John L., their only child, attended the city schools until thirteen years of age, when he entered upon his business career as a newsboy and sold papers in the city of his nativity for three years. It was now 1862 and the country was engaged in civil war. The patriotic spirit of the lad of sixteen would not permit him to remain quietly at home, and with loyal devotion to the Union he offered his service to the government and became a member of the One Hundred and Second New York Infantry, serving in the Army of the Potomac until his capture at Bristow's Station on Meade's retreat from Virginia. Soon afterward he was paroled and immediately enlisted in Company F, Seventieth Ohio Infantry, serving in the Atlanta campaign and participating in the engagements at Resaca. Kennesaw, Lookout mountain, Peach Tree creek, and prior to this was with General Sherman on the Vicksburg campaign. He was captured again sixty-five miles from Savannah at Six and One-half station, and after three months' incarceration in Pemberton prison, near Libby, and four months on Belle island, he was taken to Charlotte, north Carolina, from which prison he ultimately succeeded in making his escape. Twice he made the attempt, but was captured; the third time, however, he succeeded in eluding his pursuers, traversed the enemy's country for thirty days without communicating with a single individual, finally reached Kilpatrick's cavalry, and thence proceeded by way of Wilmington to Washington, D.C. He was discharged from Mount Arlington Hospital, Alexandria, on the 5th of August, 1865, and returned home with a record for loyalty and bravery that many a man of twice his years might well have envied.
Upon returning to civil life, Mr. Allen became a traveling salesman for a New Jersey jewelry house and remained with that firm for nine years, enjoying the unlimited confidence of the house and winning the friendship and regard of many of its patrons along the road of his travels. During the Centennial Exposition in Philadelphia he accepted a position in charge of the agricultural exhibits: following this service he constructed a rifle range for the New Jersey Guards and was appointed instructor for the officers for rifle practice. In 1890, Mr. Allen came to Noland's Point and purchased the Pavilion Hotel, of which he his now the proprietor. He has made this a popular resort and conducts it in first-class style, furnishing it to his guests all modern accessories and conveniences and putting forth every effort to make their stay with him enjoyable.
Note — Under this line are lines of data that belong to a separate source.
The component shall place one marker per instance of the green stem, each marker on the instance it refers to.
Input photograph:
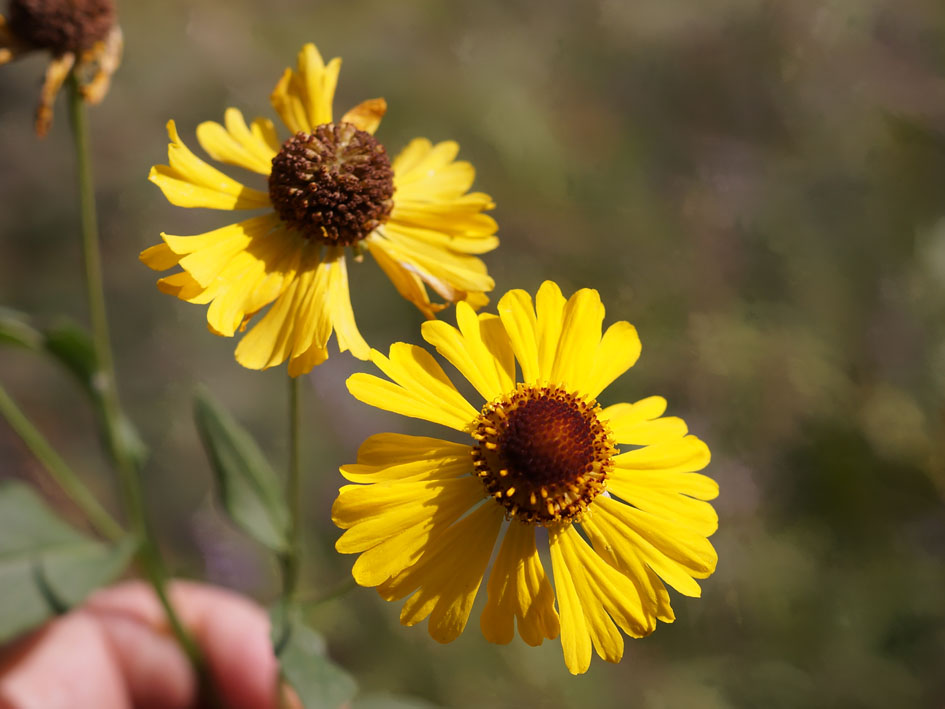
(293, 495)
(148, 555)
(70, 483)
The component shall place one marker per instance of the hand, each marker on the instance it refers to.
(116, 652)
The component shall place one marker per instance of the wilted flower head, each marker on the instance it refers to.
(610, 495)
(332, 188)
(83, 37)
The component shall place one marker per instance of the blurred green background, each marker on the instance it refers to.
(758, 186)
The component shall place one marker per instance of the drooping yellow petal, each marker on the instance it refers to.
(396, 456)
(549, 308)
(518, 318)
(684, 455)
(366, 115)
(408, 283)
(313, 325)
(449, 574)
(339, 305)
(450, 274)
(159, 257)
(188, 181)
(419, 389)
(481, 359)
(236, 144)
(519, 589)
(303, 98)
(456, 243)
(205, 256)
(646, 599)
(698, 515)
(575, 637)
(580, 335)
(373, 513)
(640, 423)
(462, 216)
(618, 350)
(677, 553)
(270, 341)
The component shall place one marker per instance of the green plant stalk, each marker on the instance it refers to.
(148, 555)
(293, 490)
(57, 468)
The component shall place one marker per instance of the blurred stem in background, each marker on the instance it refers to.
(70, 483)
(129, 475)
(291, 559)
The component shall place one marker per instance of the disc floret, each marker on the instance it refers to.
(543, 453)
(334, 186)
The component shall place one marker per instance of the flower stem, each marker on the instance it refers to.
(293, 494)
(148, 555)
(70, 483)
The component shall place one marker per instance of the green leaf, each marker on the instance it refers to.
(16, 330)
(46, 566)
(319, 682)
(390, 701)
(71, 346)
(251, 492)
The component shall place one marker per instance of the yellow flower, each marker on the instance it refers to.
(330, 186)
(83, 37)
(425, 514)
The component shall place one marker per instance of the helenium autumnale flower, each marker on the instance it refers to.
(331, 188)
(614, 489)
(83, 37)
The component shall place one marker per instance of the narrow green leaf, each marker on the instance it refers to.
(46, 565)
(319, 682)
(250, 490)
(390, 701)
(16, 330)
(71, 346)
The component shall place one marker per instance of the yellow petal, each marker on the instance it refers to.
(685, 455)
(518, 317)
(339, 305)
(270, 341)
(575, 636)
(303, 99)
(395, 456)
(450, 274)
(549, 308)
(159, 257)
(188, 181)
(461, 216)
(454, 242)
(407, 282)
(420, 388)
(235, 144)
(580, 336)
(480, 360)
(677, 553)
(449, 574)
(519, 589)
(618, 350)
(366, 115)
(697, 515)
(645, 600)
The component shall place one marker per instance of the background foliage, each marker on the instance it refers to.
(758, 186)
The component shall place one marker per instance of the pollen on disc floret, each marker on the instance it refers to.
(334, 186)
(543, 453)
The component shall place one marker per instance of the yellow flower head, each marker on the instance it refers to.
(83, 37)
(330, 186)
(614, 488)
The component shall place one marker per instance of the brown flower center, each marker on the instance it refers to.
(543, 454)
(61, 25)
(334, 185)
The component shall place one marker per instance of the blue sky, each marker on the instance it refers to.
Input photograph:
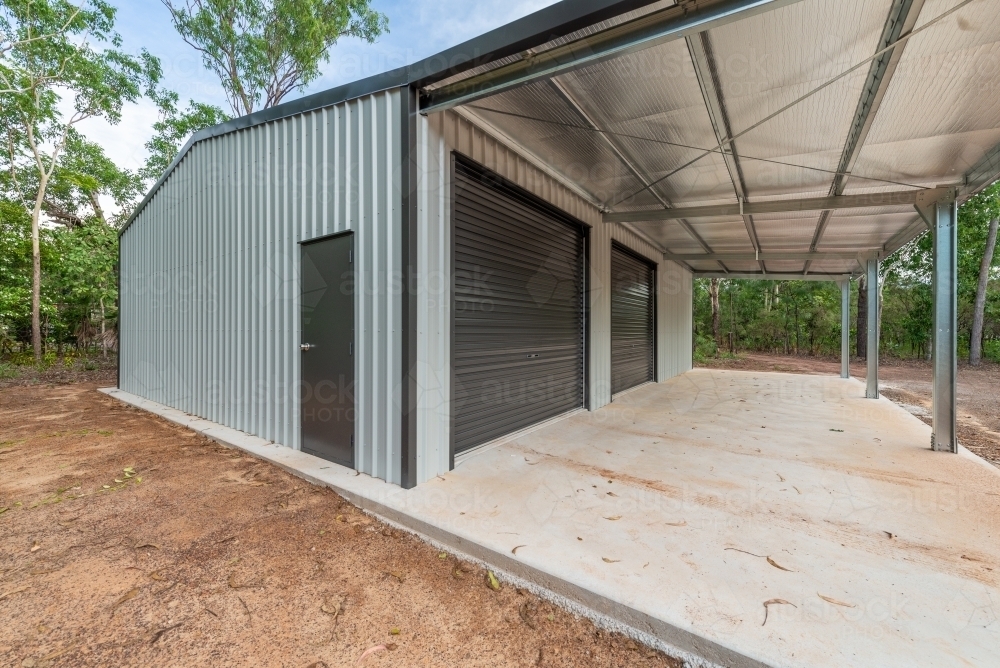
(417, 29)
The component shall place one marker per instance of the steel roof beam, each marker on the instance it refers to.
(623, 156)
(982, 174)
(762, 257)
(675, 22)
(902, 17)
(703, 59)
(866, 201)
(774, 277)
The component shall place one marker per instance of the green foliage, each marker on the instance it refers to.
(262, 50)
(173, 127)
(803, 317)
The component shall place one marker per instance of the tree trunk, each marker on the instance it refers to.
(104, 340)
(36, 274)
(976, 340)
(713, 293)
(862, 337)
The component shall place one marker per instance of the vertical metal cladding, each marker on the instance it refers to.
(438, 135)
(210, 273)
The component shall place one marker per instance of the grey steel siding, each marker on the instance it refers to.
(210, 273)
(633, 320)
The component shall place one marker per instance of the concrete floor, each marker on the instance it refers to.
(688, 509)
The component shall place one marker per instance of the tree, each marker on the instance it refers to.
(262, 50)
(713, 293)
(980, 216)
(52, 54)
(84, 175)
(174, 127)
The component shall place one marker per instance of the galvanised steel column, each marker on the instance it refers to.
(845, 328)
(873, 329)
(944, 282)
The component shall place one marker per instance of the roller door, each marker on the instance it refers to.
(633, 320)
(519, 309)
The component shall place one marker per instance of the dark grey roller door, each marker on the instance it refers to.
(519, 324)
(633, 320)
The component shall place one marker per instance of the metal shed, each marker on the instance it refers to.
(739, 138)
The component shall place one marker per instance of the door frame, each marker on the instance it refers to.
(615, 244)
(354, 340)
(564, 216)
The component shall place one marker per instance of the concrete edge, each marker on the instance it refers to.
(605, 613)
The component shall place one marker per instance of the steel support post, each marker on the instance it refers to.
(845, 328)
(944, 282)
(873, 329)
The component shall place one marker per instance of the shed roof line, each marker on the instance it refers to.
(530, 31)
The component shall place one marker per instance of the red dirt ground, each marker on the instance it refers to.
(128, 541)
(908, 383)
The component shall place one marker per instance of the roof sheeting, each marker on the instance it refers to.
(932, 125)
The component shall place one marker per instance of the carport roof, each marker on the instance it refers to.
(744, 137)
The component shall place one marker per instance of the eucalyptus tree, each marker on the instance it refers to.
(262, 50)
(60, 55)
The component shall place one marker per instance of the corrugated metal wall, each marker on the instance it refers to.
(438, 135)
(210, 273)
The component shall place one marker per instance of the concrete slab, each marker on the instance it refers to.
(689, 509)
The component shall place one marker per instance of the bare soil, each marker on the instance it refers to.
(908, 383)
(128, 541)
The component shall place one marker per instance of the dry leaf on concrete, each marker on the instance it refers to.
(778, 566)
(775, 601)
(368, 652)
(128, 596)
(835, 601)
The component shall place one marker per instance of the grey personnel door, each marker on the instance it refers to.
(519, 308)
(633, 320)
(327, 348)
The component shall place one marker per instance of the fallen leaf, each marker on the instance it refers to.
(778, 566)
(835, 601)
(371, 650)
(523, 612)
(231, 580)
(14, 591)
(128, 596)
(333, 608)
(775, 601)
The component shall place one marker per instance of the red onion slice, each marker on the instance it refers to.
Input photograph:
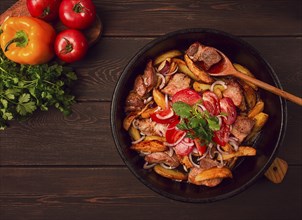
(220, 150)
(148, 166)
(167, 167)
(191, 160)
(138, 140)
(177, 142)
(234, 144)
(218, 82)
(171, 113)
(169, 74)
(164, 67)
(163, 80)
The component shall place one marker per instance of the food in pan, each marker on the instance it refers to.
(190, 126)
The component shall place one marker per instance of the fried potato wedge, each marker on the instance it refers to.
(256, 110)
(182, 67)
(159, 98)
(129, 119)
(185, 161)
(242, 151)
(214, 173)
(200, 87)
(155, 138)
(261, 119)
(200, 74)
(218, 92)
(166, 55)
(134, 133)
(149, 146)
(245, 71)
(148, 112)
(171, 174)
(249, 94)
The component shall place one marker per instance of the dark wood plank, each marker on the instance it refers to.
(84, 138)
(104, 193)
(100, 70)
(137, 18)
(250, 17)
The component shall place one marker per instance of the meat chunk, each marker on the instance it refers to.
(149, 77)
(178, 82)
(150, 128)
(142, 86)
(205, 164)
(134, 102)
(205, 56)
(162, 157)
(234, 92)
(139, 86)
(242, 127)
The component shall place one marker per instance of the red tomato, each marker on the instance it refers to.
(173, 134)
(77, 14)
(44, 9)
(211, 102)
(182, 149)
(188, 96)
(70, 45)
(164, 113)
(201, 148)
(227, 106)
(221, 137)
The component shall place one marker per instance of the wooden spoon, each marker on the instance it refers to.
(226, 68)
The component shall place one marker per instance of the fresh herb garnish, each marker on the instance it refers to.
(197, 124)
(26, 88)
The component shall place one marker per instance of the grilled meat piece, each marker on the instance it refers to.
(150, 128)
(205, 56)
(242, 127)
(149, 77)
(205, 164)
(178, 82)
(142, 86)
(234, 92)
(134, 102)
(162, 157)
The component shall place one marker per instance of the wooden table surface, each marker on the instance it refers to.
(57, 167)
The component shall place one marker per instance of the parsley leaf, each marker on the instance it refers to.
(27, 88)
(182, 109)
(197, 124)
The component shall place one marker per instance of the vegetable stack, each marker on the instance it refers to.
(26, 88)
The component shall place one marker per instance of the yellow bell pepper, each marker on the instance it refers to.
(27, 40)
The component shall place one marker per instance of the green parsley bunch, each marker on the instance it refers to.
(197, 124)
(26, 88)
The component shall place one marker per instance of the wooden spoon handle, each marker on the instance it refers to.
(268, 87)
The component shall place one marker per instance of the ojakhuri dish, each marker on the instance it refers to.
(188, 135)
(190, 126)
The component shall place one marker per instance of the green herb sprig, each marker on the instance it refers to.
(197, 124)
(27, 88)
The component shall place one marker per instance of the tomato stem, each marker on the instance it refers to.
(68, 48)
(21, 40)
(46, 12)
(78, 8)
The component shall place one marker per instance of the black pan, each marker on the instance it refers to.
(249, 169)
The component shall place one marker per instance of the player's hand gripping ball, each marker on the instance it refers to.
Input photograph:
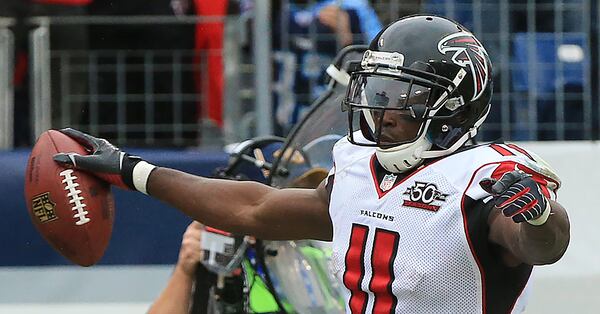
(519, 197)
(73, 210)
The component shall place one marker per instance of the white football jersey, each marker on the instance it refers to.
(418, 243)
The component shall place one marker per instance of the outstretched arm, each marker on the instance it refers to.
(238, 207)
(530, 244)
(533, 229)
(245, 207)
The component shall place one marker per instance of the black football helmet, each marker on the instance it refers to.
(429, 73)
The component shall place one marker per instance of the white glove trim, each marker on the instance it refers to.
(140, 175)
(543, 218)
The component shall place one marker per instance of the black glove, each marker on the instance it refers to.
(519, 197)
(105, 160)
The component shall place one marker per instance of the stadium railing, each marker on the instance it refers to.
(6, 83)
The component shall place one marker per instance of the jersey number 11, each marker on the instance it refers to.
(383, 254)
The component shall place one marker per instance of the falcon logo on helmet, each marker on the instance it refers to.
(468, 52)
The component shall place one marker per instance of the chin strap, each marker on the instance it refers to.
(470, 134)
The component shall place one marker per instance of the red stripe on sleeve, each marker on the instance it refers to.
(520, 150)
(501, 150)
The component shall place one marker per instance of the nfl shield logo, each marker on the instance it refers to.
(387, 182)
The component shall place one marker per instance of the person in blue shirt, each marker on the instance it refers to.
(306, 36)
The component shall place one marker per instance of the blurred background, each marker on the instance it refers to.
(176, 80)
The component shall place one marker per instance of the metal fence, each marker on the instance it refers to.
(544, 54)
(138, 95)
(6, 83)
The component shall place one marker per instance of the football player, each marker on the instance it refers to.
(420, 221)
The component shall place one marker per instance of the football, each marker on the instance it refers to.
(72, 210)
On the 2nd of April, 1864, Mr. Allen was united in marriage to Miss Maggie Kelley, of Pennsylvania. They have two sons: William L., a decorator in Trenton, New Jersey; and Joseph L. Mr. Allen is a member of the Odd Fellows Society and of the Columbia Legion, G.A.R., renewing, in the latter organization, the friendship with the old comrades of the battlefields whereon he aided in the defense of our nation's starry banner.